The Comparative Utility of Viromer RED and Lipofectamine for Transient Gene Introduction into Glial Cells.

Biomed Res Int

The Miami Project to Cure Paralysis, University of Miami Miller School of Medicine, Miami, FL 33136, USA ; The Departments of Neurological Surgery, University of Miami Miller School of Medicine, Miami, FL 33136, USA ; The Neuroscience Program, University of Miami Miller School of Medicine, Miami, FL 33136, USA ; The Interdisciplinary Stem Cell Institute, University of Miami Miller School of Medicine, Miami, FL 33136, USA.

Published: August 2016

The introduction of genes into glial cells for mechanistic studies of cell function and as a therapeutic for gene delivery is an expanding field. Though viral vector based systems do exhibit good delivery efficiency and long-term production of the transgene, the need for transient gene expression, broad and rapid gene setup methodologies, and safety concerns regarding in vivo application still incentivize research into the use of nonviral gene delivery methods. In the current study, aviral gene delivery vectors based upon cationic lipid (Lipofectamine 3000) lipoplex or polyethylenimine (Viromer RED) polyplex technologies were examined in cell lines and primary glial cells for their transfection efficiencies, gene expression levels, and toxicity.
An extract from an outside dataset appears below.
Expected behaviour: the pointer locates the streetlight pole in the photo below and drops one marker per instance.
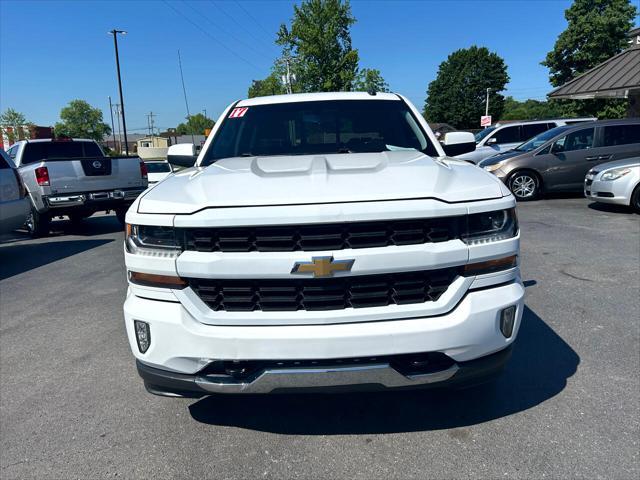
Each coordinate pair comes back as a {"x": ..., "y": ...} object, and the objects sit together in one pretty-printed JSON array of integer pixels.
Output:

The transfection efficiencies of polyplex and lipoplex agents were found to be comparable in a limited, yet similar, transfection setting, with or without serum across a number of cell types. However, differential effects on cell-specific transgene expression and reduced viability with cargo loaded polyplex were observed. Overall, our data suggests that polyplex technology could perform comparably to the market dominant lipoplex technology in transfecting various cells lines including glial cells but also stress a need for further refinement of polyplex reagents to minimize their effects on cell viability.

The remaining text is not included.